This vendor-written piece has been edited by Executive Networks Media to eliminate product promotion, but readers should note it will likely favour the submitter's approach.
Financial institutions, especially banks and insurers spend millions to create and enhance their brands. A strong brand evokes strong emotions. A brand promise is much more than a marketing slogan or advertising strapline. Organisations will put customer loyalty at risk, if the brand promise fails to reach the front-line and deliver a consistent, integrated customer experience. Despite this known fact, most of the time the brand promise is not perfectly aligned with contact management strategy, which results in customer dissatisfaction.
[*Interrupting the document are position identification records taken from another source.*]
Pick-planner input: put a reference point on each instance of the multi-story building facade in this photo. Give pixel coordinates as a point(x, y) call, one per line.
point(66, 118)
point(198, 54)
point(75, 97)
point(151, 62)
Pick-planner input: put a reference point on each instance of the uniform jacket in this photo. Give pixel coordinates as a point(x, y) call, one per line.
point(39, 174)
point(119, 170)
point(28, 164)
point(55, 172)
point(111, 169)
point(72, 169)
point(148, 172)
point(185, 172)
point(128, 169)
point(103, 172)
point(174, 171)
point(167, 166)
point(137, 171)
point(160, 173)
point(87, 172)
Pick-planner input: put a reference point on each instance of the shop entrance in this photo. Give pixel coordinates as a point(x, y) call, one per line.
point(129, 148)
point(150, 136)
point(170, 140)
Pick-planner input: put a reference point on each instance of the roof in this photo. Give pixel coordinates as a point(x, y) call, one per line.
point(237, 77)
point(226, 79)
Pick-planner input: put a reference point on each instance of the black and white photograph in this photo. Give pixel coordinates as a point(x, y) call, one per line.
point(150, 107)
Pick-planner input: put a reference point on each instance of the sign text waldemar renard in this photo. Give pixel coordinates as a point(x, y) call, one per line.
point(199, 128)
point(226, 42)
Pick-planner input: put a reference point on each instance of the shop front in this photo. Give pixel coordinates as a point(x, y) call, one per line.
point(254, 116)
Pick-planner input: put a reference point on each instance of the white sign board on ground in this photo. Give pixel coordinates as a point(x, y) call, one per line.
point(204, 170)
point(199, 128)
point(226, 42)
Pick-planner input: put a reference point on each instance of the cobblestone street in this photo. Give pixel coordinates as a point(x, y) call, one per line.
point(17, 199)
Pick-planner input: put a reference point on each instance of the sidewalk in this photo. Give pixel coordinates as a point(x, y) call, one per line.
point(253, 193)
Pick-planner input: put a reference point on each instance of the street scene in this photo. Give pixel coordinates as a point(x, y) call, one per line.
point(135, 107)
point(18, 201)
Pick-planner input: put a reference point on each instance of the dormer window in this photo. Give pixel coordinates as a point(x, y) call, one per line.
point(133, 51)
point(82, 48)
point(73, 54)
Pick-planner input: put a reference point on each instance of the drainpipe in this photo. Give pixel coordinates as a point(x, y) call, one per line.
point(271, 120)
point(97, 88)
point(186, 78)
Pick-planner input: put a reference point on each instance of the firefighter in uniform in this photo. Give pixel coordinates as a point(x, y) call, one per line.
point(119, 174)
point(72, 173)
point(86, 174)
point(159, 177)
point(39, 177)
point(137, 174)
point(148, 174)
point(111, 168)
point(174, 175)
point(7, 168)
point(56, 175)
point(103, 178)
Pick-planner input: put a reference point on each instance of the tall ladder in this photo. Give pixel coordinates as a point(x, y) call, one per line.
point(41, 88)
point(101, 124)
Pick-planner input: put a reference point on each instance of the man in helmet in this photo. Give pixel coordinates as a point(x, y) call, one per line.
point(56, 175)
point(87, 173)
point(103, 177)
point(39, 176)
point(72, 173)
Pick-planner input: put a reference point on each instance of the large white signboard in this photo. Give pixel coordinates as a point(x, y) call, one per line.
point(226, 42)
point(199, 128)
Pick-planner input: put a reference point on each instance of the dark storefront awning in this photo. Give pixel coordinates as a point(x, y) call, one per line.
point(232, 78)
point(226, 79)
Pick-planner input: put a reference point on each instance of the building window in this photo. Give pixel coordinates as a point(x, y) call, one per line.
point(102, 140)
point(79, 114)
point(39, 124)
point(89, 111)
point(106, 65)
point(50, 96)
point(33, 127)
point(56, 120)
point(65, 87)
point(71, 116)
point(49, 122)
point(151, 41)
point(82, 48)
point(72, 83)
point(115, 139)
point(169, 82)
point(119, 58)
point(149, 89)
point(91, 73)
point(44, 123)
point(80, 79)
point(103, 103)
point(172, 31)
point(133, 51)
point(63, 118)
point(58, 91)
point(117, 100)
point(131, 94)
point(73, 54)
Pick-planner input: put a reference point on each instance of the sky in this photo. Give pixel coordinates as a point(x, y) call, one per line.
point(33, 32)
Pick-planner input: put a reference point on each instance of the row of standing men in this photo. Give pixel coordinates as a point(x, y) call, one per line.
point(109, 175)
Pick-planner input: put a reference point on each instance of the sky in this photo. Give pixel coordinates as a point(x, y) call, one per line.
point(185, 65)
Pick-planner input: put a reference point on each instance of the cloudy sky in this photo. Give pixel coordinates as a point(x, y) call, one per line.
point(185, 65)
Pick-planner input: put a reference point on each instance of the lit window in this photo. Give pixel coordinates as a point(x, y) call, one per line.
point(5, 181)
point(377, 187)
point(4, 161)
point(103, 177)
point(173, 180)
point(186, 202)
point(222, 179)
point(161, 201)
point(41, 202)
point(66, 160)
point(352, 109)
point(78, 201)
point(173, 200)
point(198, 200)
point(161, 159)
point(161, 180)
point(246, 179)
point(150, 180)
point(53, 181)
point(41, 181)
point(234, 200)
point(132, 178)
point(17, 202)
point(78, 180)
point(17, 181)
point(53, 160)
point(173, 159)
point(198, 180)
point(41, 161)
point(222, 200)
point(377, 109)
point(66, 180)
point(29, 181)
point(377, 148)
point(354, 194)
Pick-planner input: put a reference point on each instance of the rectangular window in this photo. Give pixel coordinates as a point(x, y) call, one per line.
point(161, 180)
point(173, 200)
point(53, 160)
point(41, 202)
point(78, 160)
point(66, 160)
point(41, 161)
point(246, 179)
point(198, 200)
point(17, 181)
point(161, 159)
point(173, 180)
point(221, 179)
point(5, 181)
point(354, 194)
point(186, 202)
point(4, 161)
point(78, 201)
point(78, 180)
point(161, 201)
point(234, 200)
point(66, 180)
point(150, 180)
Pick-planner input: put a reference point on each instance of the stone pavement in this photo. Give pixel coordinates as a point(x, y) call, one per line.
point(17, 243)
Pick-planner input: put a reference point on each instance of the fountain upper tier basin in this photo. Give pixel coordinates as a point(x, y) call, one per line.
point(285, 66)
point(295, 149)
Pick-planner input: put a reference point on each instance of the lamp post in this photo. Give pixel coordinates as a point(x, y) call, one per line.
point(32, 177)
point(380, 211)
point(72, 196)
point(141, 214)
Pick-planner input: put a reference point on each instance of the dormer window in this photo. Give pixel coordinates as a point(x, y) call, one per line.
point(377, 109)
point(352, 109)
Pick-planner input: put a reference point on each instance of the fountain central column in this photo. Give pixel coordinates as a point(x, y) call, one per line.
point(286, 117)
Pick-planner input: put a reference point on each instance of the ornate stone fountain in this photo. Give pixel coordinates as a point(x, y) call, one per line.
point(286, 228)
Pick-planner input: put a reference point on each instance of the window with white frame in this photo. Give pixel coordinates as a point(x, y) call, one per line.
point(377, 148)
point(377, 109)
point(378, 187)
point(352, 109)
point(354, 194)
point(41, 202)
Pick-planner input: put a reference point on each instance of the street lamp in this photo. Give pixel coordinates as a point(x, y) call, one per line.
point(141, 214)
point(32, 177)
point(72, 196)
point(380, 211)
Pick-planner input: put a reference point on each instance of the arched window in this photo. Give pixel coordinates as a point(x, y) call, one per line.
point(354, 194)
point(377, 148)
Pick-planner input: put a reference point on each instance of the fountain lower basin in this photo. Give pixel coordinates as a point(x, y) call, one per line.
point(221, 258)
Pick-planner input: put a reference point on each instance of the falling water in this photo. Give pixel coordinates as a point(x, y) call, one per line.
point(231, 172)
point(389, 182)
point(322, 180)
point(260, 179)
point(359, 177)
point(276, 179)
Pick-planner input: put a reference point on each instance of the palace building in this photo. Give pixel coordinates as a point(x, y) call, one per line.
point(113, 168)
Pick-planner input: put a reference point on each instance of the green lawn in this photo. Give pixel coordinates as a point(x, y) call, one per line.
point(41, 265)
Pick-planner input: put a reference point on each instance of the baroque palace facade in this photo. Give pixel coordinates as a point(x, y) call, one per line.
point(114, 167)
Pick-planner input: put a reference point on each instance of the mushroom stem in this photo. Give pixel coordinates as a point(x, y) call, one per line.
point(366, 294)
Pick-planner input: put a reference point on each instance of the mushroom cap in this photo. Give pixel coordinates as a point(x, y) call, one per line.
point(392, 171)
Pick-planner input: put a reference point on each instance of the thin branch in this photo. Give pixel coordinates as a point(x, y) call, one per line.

This in turn escalates customer retention costs, pressure to acquire new customers faster than they are being lost, and shrinking bottom lines.
Empowered customers are disrupting every industry and banks are no exception. The new age customer will place harsh and unfamiliar demands on institutions, necessitating changes in how they develop, market, sell, and deliver products and services. A common strategy to attract customers and to stay ahead of competition that is adapted by financial institutions is to introduce new innovative offerings in the market. Products and services, introduced with alarming frequency these days by these institutions increasingly "look like each other" and cannot be the leading differentiators. These institutions, therefore must invest to provide superior, effortless and most importantly, consistent customer experience in order to acquire new customers, retain existing customers or to win back lost customers.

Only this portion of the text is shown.